Cheat-Seeking Missles

Thursday, December 16, 2004

UN Rape Story Emerging as Report Leaks

Captains Quarters reports (here) that the UN's report on rapes by UN peacekeepers -- including rapes and abuse of 12 to 15 year old girls in Congo -- has been released.

Here is most of the CQ post on the subject:

The United Nations has received a report from its own investigators detailing years of sexual abuse, extortion, and bribery in its own peacekeeping operation in Congo. Just as in other major operations conducted by the UN over the past decade, corruption and a lack of accountability has allowed the victims of genocidal dictatorships to be victimized again and repeatedly by the very organization that purports to champion them:

The 34-page report, which was obtained by The Washington Post, accuses U.N. peacekeepers from Morocco, Pakistan and Nepal of seeking to obstruct U.N. efforts to investigate a sexual abuse scandal that has damaged the United Nations' standing in Congo.

The report documents 68 cases of alleged rape, prostitution and pedophilia by U.N. peacekeepers from Pakistan, Uruguay, Morocco, Tunisia, South Africa and Nepal. U.N. officials say they have uncovered more than 150 allegations of sexual misconduct throughout the country as part of a widening investigation into sexual abuse by U.N. personnel that has plagued the United Nations' largest peacekeeping mission, U.N. officials said.
"Sexual exploitation and abuse, particularly prostitution of minors, is widespread and long-standing," says a draft of the internal July report, which has not previously been made public. "Moreover, all of the major contingents appear to be implicated."

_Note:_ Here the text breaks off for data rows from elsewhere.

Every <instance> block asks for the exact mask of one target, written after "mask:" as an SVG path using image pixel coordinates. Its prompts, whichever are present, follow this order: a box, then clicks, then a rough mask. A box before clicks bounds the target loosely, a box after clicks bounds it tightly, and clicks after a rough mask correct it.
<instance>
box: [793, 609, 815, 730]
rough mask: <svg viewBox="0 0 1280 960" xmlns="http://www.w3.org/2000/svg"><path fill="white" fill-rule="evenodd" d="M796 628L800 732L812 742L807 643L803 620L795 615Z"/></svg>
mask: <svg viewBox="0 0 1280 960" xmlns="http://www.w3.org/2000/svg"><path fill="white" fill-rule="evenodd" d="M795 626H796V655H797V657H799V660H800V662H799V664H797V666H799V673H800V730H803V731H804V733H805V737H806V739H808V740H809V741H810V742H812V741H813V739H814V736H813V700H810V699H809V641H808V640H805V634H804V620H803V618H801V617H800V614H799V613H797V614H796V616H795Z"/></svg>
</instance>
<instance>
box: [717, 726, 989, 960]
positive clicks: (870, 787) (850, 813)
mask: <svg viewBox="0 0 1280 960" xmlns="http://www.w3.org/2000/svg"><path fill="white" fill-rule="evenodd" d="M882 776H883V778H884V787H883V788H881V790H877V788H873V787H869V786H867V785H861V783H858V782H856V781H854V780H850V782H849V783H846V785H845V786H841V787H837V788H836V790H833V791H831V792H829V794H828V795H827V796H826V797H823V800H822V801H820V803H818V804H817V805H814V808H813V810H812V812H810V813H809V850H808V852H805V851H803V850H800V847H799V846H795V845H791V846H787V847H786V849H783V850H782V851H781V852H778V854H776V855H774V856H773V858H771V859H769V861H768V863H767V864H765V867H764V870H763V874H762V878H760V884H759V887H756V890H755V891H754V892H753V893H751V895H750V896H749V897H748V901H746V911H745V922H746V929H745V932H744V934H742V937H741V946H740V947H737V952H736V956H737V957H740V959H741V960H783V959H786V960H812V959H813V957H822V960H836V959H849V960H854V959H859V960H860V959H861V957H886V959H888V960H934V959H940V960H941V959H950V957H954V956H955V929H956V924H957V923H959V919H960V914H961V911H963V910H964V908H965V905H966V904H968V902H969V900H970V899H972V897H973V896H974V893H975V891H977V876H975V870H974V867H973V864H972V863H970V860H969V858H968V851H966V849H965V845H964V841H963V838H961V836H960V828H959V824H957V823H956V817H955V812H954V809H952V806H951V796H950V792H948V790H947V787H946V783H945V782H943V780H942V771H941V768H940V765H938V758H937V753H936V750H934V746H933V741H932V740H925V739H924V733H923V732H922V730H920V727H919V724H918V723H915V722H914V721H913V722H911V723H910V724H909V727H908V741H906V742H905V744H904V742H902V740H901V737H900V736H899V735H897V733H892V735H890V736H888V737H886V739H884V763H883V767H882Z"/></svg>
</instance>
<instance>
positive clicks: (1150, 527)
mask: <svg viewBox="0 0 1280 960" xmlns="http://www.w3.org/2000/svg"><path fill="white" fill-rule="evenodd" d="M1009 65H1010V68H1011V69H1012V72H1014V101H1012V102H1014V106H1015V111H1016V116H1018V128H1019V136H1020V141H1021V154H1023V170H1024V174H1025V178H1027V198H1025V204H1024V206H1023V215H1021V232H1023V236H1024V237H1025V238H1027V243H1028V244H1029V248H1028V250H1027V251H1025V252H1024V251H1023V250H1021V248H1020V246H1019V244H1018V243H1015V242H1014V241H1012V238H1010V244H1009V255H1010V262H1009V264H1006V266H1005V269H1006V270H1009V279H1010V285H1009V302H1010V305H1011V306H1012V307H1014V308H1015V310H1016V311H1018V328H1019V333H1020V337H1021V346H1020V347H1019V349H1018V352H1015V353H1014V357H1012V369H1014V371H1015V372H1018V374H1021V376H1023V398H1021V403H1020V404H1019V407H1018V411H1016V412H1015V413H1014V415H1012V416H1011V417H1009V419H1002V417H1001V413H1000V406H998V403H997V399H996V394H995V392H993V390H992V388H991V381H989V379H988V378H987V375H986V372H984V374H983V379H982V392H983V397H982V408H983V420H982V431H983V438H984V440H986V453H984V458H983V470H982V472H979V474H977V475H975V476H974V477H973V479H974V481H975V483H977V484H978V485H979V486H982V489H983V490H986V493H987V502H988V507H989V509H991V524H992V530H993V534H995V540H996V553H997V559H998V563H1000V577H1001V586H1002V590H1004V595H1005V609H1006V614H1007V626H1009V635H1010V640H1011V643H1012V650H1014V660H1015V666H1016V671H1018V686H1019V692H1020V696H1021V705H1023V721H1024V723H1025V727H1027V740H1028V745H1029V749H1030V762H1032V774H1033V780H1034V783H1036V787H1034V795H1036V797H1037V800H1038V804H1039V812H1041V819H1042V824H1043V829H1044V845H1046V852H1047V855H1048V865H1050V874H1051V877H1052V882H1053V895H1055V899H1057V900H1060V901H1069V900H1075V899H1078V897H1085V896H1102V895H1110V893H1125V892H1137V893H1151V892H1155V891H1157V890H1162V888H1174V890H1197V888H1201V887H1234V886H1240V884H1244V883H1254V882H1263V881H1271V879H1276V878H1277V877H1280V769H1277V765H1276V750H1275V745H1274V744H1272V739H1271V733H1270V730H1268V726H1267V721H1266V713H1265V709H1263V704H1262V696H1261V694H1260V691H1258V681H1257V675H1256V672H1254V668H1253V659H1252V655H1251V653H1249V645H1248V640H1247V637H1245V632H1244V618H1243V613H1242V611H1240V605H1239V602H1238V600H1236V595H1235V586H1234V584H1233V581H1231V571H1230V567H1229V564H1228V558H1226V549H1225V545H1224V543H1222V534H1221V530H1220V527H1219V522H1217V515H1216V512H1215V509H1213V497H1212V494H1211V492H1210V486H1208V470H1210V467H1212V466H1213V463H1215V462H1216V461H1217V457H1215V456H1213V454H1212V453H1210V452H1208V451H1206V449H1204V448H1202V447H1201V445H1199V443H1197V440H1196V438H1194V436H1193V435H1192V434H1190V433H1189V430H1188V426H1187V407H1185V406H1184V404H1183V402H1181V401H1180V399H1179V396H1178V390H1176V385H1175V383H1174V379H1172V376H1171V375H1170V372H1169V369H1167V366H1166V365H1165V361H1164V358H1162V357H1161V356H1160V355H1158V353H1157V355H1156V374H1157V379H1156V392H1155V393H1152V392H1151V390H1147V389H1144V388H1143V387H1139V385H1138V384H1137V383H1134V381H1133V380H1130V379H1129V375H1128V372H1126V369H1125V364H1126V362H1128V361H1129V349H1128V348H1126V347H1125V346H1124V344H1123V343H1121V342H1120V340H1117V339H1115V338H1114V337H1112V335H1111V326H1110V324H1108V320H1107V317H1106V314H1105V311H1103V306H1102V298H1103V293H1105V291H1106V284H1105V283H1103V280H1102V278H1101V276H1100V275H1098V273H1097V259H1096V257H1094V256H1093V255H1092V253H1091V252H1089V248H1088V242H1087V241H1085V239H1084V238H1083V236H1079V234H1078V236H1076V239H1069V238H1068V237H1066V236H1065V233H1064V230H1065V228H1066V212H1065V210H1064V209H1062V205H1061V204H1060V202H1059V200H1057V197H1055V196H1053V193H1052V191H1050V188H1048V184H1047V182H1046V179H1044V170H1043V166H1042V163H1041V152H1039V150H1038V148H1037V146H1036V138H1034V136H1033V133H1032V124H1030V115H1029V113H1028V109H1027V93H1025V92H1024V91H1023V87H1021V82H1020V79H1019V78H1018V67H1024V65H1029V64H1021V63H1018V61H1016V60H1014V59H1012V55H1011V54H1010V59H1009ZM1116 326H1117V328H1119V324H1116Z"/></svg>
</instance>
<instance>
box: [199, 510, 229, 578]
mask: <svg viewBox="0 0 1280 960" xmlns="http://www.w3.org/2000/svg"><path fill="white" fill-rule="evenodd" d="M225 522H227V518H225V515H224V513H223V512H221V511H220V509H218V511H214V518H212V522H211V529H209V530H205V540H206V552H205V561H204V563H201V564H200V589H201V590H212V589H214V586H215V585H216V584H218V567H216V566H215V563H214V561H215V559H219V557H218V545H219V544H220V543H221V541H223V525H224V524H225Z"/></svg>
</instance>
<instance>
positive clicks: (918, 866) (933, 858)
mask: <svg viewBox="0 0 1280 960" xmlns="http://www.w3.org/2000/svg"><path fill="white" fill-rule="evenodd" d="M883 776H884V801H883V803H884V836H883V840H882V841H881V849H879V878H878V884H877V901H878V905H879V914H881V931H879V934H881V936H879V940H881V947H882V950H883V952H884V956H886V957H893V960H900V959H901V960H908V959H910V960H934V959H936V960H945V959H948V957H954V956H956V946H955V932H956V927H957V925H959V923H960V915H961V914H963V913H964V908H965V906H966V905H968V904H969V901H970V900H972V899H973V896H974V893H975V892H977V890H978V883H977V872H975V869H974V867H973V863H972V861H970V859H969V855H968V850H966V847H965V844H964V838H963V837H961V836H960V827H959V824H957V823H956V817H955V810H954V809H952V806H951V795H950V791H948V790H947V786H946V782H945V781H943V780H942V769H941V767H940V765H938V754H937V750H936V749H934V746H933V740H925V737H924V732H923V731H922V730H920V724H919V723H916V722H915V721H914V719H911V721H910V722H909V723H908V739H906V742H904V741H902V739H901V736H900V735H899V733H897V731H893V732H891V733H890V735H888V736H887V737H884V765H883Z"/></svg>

The UK newspaper Independent
uncovered these allegations back in the spring, when they first reported on the ongoing prostitution and sexual extortion at the UN facilities. Seven months later, the UN has just gotten around to kicking out one official, and that only because he continued to associate openly with prostitutes even while the investigators worked on the case. The peacekeepers themselves still remain, along with their commanders who allow this conduct to occur.

Will anyone be held accountable for these atrocities -- as
even the UN defines them? No, because the UN has no enforcement authority over the troops. All that Turtle Bay can do is to send them home. However, the UN hasn't even held its own people accountable for this catastrophe and has dragged its feet while more women and children get raped and forced to submit to sexual demands simply to eat enough to stay alive.

And here's another example of what the world's most vulnerable can face when the UN comes knocking:

While most cases of sexual misconduct involved U.N. peacekeepers soliciting prostitutes, the report cites three cases of alleged rape by Nepalese peacekeepers, including the alleged abduction and rape of a 10-year-old girl in a U.N. armored personnel carrier in April.

Maybe we're finally getting somewhere on this story. Let's see who picks up the Washington Post story tomorrw.